Brisket quandary

Discussion in 'Beef' started by grnwolf, Jul 25, 2013.

  1. Been experimenting with my new SFB and I've been pretty successful. Enough that I felt I was ready for brisket. The first one turned out fantastic. I was shocked to say the least.

    But here's my issue...the next two...not so good. I got them good and tender, but not a lot of smoke flavor. Temp stayed between 225-250 the entire time. Using mesquite so there should be more flavor.

    I'm open to any ideas...maybe it was just low grade meat. Smoked chicken and St. Louis ribs have been requested again this week, so the next brisket experiment will have to wait until I get some insight from the masters here. Thanks!
  2. What IT are you cooking to? tell us what you did. My christal Ball is on the blink.

    Happy smoken.

  3. tonybel

    tonybel Smoking Fanatic

    Try a smoking with oak. Maybe that will give you the smoke flavor your looking for...
  4. IT was 170. Meat was almost fall apart tender on the flat and the point was pretty easy to pull. Had it wrapped in a cooler for a few hours after cooking. It was just bland. I didn't trim much of the fat cap off. Should I have thinned that out?

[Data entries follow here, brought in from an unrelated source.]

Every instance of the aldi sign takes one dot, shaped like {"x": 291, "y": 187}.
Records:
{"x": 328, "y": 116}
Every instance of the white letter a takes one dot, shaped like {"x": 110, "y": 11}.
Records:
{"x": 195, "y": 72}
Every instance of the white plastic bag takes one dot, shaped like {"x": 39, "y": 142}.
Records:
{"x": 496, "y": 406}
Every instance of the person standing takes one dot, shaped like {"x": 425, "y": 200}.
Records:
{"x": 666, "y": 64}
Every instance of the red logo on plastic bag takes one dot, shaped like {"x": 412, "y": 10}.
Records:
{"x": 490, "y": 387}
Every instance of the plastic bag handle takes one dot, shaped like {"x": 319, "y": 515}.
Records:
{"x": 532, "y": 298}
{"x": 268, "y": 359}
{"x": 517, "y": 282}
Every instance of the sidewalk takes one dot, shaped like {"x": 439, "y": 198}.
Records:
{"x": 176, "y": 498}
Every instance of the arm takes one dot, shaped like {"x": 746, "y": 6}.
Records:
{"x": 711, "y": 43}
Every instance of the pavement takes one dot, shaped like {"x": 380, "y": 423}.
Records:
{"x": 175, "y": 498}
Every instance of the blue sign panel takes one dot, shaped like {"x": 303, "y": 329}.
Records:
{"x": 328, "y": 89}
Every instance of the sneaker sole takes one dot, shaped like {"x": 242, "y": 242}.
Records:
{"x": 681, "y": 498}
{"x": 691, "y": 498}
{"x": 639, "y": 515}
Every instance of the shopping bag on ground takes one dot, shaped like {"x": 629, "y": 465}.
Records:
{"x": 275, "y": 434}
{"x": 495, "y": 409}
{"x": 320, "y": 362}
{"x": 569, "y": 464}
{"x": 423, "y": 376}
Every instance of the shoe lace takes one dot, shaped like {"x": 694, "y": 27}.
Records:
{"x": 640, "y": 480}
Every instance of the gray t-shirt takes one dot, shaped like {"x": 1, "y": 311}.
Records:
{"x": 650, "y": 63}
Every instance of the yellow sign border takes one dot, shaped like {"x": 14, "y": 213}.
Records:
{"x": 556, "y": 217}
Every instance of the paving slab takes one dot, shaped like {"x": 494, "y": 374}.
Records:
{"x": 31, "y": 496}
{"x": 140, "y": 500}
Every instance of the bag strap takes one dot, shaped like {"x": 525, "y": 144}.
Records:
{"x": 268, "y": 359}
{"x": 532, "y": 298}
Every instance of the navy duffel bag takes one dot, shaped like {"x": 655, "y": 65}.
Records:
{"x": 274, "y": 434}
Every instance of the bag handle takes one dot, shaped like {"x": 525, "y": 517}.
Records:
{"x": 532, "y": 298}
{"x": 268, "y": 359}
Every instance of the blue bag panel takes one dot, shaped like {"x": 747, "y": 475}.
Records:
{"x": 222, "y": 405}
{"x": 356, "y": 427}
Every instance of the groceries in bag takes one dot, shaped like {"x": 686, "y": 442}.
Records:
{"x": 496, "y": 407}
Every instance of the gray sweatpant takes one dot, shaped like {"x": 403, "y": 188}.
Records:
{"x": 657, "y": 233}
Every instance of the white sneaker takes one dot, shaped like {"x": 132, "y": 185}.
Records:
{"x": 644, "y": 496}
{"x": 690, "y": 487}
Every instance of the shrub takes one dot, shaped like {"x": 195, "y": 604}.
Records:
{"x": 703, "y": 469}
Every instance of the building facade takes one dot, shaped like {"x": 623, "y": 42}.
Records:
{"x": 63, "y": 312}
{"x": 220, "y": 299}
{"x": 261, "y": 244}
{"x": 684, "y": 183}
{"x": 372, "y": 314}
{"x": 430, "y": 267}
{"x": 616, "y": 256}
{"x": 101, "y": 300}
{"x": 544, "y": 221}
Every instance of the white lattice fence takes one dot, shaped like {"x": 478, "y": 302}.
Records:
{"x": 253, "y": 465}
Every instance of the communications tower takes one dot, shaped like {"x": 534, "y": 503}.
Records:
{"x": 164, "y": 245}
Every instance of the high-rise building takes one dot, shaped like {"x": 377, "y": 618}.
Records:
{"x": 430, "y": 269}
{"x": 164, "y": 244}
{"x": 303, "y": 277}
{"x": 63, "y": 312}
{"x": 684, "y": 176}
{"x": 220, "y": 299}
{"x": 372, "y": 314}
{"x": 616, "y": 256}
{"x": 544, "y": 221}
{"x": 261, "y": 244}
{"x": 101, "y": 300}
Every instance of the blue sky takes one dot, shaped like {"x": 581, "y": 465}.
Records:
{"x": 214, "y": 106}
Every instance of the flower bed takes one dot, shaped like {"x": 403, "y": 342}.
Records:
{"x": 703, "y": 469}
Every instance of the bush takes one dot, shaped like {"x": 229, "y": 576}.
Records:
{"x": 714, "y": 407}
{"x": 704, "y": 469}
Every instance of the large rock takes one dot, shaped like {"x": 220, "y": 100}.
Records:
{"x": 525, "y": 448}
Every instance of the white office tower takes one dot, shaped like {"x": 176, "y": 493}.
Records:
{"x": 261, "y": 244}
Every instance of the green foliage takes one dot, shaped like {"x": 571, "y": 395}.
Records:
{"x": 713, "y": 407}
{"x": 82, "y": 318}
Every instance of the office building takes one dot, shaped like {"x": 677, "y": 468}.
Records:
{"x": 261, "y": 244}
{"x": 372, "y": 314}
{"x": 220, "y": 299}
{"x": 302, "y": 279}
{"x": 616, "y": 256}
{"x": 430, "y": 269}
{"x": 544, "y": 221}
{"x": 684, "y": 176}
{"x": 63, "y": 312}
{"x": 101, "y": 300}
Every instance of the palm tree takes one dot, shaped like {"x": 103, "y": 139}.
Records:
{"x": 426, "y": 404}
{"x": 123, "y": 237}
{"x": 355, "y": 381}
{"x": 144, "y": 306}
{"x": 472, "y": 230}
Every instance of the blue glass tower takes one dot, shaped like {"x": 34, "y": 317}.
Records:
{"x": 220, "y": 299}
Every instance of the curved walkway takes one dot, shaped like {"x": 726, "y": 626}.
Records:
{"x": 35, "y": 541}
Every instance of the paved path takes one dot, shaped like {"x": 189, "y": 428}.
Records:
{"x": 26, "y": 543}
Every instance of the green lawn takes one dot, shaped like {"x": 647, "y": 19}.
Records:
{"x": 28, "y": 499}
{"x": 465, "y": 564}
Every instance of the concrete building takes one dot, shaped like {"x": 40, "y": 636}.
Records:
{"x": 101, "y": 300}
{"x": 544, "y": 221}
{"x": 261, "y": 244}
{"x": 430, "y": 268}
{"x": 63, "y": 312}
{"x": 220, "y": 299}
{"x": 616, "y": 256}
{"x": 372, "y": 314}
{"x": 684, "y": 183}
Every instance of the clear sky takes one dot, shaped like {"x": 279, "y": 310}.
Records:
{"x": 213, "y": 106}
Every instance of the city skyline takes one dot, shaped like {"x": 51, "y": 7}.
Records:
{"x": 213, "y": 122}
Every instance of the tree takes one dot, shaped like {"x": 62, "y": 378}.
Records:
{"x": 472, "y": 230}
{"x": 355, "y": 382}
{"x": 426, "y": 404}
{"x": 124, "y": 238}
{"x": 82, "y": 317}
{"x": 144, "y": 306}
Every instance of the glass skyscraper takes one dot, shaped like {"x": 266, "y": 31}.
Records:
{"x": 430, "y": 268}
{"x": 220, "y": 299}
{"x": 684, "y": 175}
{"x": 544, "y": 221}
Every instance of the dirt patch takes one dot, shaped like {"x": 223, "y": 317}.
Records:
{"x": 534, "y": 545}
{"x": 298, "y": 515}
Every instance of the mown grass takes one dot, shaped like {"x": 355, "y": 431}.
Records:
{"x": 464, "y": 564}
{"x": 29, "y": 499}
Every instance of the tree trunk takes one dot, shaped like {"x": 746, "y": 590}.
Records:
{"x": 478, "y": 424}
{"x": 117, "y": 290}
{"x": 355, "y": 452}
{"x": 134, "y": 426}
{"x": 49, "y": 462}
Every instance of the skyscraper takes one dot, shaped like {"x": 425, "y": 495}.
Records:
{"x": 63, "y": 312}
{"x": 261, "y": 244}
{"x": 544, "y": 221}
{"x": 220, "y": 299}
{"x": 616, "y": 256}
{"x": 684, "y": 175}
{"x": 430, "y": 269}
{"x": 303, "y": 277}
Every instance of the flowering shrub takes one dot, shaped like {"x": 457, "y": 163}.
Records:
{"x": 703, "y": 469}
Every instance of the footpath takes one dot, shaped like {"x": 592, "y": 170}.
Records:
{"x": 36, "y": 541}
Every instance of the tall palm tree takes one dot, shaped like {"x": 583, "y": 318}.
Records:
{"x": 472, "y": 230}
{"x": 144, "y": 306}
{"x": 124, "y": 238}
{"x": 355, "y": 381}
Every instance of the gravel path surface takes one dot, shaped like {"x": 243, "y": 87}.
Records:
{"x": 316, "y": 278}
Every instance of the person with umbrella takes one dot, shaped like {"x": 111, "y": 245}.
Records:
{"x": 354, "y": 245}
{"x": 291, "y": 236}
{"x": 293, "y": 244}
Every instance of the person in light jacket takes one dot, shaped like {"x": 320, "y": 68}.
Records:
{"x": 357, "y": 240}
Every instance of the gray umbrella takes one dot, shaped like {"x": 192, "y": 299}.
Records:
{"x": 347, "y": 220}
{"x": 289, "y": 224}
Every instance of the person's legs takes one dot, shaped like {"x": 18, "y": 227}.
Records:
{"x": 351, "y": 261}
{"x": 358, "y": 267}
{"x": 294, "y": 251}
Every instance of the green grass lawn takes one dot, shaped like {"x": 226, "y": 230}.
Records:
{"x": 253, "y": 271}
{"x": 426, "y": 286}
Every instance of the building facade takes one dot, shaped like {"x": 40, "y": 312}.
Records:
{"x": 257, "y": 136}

    Did the rub pretty much right before putting it in the pit. Should I let the meat sit for a period of time after the rub? If so, what's a good amount? Or should I consider injecting the meat to get some flavor in there?

    Thanks for the replies so far! Found the best way to kill a case on a day off from work. :)
  5. geerock

    geerock Master of the Pit SMF Premier Member

    If you're looking for more smoke flavor you may want to go with very little salt and pepper or SPOG, or even no rub. Keep a bark from forming and allow the meat to absorb as much smoke as possible. To tell you the truth, I'm a bit surprised that you are fall apart tender with packer brisket at only 170. You may try to inject with beef stock for more beef flavor but I'm a big fan of letting beef speak for itself. If its more rub flavor you're looking for try letting the SPOG set overnight and cook fat cap down so that seasoning cooks into the meat from the top. But not knowing what flavors you are looking for makes it a bit hard to advise you. Best of luck.
    Last edited: Jul 26, 2013
  6. danbono

    danbono Master of the Pit OTBS Member

    Hi The last 2 times smoking brisket/packer I only used McCormick's Montreal Seasoning as a rub.. Came out tasting really good.I've tried a few different rubs before and for my taste, that seasoning beats them all. Now IF I could only get my brisket with more moisture, I'll be happy,taste and tenderness are there, but kinda on the dry side.Tired alot of different methods and so on with he same results:[​IMG]
    Last edited: Jul 26, 2013
  7. @geerock...I was surprised too with the temp. But the reality is that it's an old stick thermometer and it may be off. I know the temp should be on the 190 range for fall apart meat.

    I like meat that speaks for itself too. You mentioned to let the fat cap melt down, but I never get that. Is there a thickness that the cap should be at? Should I trim down more before cooking? I'm asking because I'm cutting off quite a bit of fat off after cooking. I'm guessing now that the thick fat layer also affects flavoring, maybe in a negative way.

    Last question ...SPOG = Salt, Pepper, Onion, Garlic?

    Thanks for all the tips!
  8. long do you let the rub set on the meat before smoking? I've tried the Montreal also before and it puts a good flavor into the meat.
  9. s2k9k

    s2k9k AMNPS Test Group

  10. @S2K9K...thanks for the info and read!